We asked Lambert to discuss how the iWatch would be authenticated for payments, but he declined to give specifics since that information is not yet public.
There are a number of interesting implications here. First, while it may seem that Apple isn’t using any new technology, Lambert maintains that the combined use of tokens and biometric security features distinguishes Apple Pay from others. Second, Apple will not be handling the tokenization — the credit networks like Visa and MasterCard will be doing so. This essentially takes Apple out of the payment process — Lambert said that Apple will be acting “more as a channel and not a party,” and Apple already said in its major product announcement this week that it will not retain any transaction data. With Apple acting as a payment conduit and not a processor, it would already see little data, but Lambert said Apple has put up “some Chinese walls” to further prevent it from gaining access to payment data.

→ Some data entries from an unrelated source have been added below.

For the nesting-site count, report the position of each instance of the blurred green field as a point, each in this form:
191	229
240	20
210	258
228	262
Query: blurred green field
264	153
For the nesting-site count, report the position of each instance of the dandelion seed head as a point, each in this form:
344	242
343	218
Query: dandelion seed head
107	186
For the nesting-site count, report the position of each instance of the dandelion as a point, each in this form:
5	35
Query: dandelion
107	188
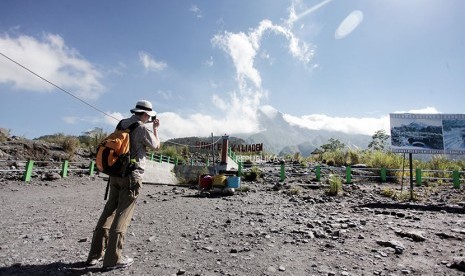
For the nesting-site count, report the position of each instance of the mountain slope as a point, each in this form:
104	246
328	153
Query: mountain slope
280	137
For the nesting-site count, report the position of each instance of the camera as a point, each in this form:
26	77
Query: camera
152	119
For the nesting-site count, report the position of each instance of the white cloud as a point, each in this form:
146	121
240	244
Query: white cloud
349	24
353	125
426	110
196	11
51	59
150	63
209	62
165	94
293	16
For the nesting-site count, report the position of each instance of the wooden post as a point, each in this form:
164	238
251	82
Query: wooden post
28	173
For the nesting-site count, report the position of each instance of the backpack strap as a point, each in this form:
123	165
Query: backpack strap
131	127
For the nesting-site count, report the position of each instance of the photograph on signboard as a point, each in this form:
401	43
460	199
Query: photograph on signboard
417	134
454	134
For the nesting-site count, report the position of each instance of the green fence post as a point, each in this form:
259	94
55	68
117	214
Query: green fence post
64	169
348	175
418	176
383	175
91	168
456	179
318	173
28	173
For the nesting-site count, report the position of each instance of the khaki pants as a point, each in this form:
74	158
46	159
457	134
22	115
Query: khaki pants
108	238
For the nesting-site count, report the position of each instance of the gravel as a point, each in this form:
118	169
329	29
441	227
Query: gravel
46	228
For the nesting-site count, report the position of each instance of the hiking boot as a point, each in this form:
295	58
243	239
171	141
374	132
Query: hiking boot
93	262
123	264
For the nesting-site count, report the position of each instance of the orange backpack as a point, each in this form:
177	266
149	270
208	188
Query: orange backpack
113	155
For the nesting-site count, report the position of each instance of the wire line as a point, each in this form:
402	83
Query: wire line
58	87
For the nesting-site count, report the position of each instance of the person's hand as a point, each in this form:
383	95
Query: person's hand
156	123
134	192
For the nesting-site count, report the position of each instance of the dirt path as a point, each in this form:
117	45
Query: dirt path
46	228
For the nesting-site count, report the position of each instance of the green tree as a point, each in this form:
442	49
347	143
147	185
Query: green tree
333	145
379	141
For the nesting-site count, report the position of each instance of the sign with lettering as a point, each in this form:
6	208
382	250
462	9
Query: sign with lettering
234	147
428	133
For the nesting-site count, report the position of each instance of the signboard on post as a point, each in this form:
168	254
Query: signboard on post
428	133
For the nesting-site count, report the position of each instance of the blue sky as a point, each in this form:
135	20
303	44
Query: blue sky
209	66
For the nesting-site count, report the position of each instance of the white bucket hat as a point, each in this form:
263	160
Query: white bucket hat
144	106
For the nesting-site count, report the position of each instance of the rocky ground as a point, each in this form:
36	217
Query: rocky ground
46	228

Lambert said that MasterCard was “extremely confident” in tokenization technology and said that each network is offering their clients different tools and kits to help banks and merchants work with tokens. With token technology poised to take off thanks to Apple Pay, look for the credit networks to use their tokenization technology as another potential revenue stream. Say it with me: “Thank you, Apple.”
[/QUOTE]
http://bankinnovation.net/2014/09/heres-how-the-security-behind-apple-pay-will-really-work/
I believe that teeters with an ad-hoc BT connection to an iDevice.
[QUOTE]I suspect that all new Apple hardware (Macs, MacBooks, AppleTV, iPhones, iPads, etc.) will have NFC and TouchID.[/QUOTE]
Again, in what scenario would use Near Field Communication to make a payment from your iMac or AppleTV to a merchant. The link is only a few inches.
Note that in no way does it state the iPhone need to be connected to WiFi or cellular in order to get a one-time use token at the time of the purchase.